Серафим стукнул радиотелефоном по тумбочке и попытался вновь связаться с Лысым. На сей раз удачно. Ответил Лысый:
— Бляха у аппарата.
— Говно ты подарочное, а не Бляха, — засмеялся Серафим.
— Сам говно! — заорал Лысый.
— Ну привет.
— Ты где?
— На седьмом небе. Спасибо, что интересуешься. Давно мне не было так кайфово. И все благодаря тебе. Хотя, признаться, кроме вони, я ни фига от тебя не ждал.
— Угандошу фраера!
— У тебя хреновое настроение? Может, я в другой раз перезвоню?.. А, Лысый? Что завял?
— Она с тобой? — неожиданно тихо и трагично произнес Лысый.
— Давай без патетики, а то я зареву. Да, она у меня.
— Что ты с ней делаешь?
— То же самое, что ты. Ничего особенного. Чих-пых, чих-пых.
— Ты ведь не любишь ее, сука.
— Я бы не сказал. По-моему, все довольны. — Серафим повернулся к Маше: — Маша, тебе хорошо?
— Да, Серафим.
— Скажи это в трубочку.
— Да, Серафим, — повторила она в телефон.
— Маша!!! — взревел Лысый.
— Хорошего понемножку. — Труба вернулась к Серафиму.
— Ебарь недоделанный!!! — метался бедняга на другом конце провода.
— Нет, Лысый, ты что-то не понял: я-то как раз доделал, сам слышал, как всем хорошо. Не психуй. Ты даже не поздоровался — сразу в бутылку.
— Что? Здороваться? С тобой? Может, тебе ещё и пососать?
— Ну зачем же такие крайности? То разменять, то пососать…
— Не заказывал я тебя менять, веник недоделаный! Кто тебе лапшу на уши повесил?
— А кто подослал отморозков на мою хату?
— Не я, вот те крест!
— Засунь свой крест… подальше.
— Хувалов, — вдруг сознался Лысый. — Это он.
— Да ну?
— Хувалов, — повторил Лысый. — Я тут ни при чём.
— Как это ни при чем?!
— Вот так.
— Ты что, не мог его тормознуть?
— Как я мог тормознуть Хувалова, если ты загасил четырёх его людей? Теперь он не остановится, пока не увидит тебя в гробу.
— В гробу-то меня много кто хотел бы видеть. Но я чего-то не могу расчухать… Я загасил четырёх людей Хувалова?
— А то нет.
— Погоди-ка, погоди… Ты мне выкатил за их дунделя четверть лимона?
— Ну, — согласился Лысый.
— Насколько я еще врубаюсь в бизнес, Хувалову надо бы тебя страшать. Что он на меня-то катит? Платил-то ты.

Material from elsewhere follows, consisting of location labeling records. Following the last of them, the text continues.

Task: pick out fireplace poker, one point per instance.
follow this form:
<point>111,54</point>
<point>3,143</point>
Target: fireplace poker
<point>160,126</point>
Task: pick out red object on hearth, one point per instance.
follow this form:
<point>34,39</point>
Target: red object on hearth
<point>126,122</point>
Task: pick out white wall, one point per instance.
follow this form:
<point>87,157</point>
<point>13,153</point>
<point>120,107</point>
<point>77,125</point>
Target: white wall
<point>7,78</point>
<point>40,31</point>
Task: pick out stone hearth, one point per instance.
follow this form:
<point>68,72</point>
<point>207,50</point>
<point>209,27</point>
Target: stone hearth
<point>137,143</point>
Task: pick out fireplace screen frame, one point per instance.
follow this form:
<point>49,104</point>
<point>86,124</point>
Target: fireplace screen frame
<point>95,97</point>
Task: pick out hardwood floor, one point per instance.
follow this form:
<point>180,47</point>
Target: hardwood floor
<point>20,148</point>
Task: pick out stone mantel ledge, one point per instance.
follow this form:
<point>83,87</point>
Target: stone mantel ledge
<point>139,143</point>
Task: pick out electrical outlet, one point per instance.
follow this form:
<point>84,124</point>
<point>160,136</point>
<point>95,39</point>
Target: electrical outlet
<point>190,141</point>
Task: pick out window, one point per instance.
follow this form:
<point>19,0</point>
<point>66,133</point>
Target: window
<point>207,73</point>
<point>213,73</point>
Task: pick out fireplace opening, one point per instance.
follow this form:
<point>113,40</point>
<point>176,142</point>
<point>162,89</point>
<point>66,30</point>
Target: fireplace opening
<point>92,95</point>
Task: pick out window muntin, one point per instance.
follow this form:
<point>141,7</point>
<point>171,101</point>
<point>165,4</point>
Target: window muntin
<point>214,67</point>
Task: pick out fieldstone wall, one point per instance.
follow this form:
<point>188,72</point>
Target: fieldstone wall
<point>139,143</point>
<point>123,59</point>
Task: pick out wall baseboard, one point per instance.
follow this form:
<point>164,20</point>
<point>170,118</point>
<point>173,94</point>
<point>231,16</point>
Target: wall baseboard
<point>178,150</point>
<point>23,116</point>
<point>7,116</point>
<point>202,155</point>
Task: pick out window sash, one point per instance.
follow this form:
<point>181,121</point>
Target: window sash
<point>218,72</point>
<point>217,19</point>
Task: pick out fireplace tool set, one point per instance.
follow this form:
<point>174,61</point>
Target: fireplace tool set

— Платил-то я, — неохотно подтвердил Лысый. — Но видишь ли, ты просек не весь бизнес.
— Да что ты?
— У меня с Хуваловым тоже бизнес.
— Я знаю. Ну и что?
— Видишь ли, если Хувалов пронюхает, кто оплатил заказ на четырех его людей…
— Ах вот так?! Ха-ха-ха-ха! «Если Хувалов»? Ха-ха! Очень трогательно, Лысый, ты, правда, дерьмо подарочное…
— Какое есть.
— Ну и что будет, если он пронюхает?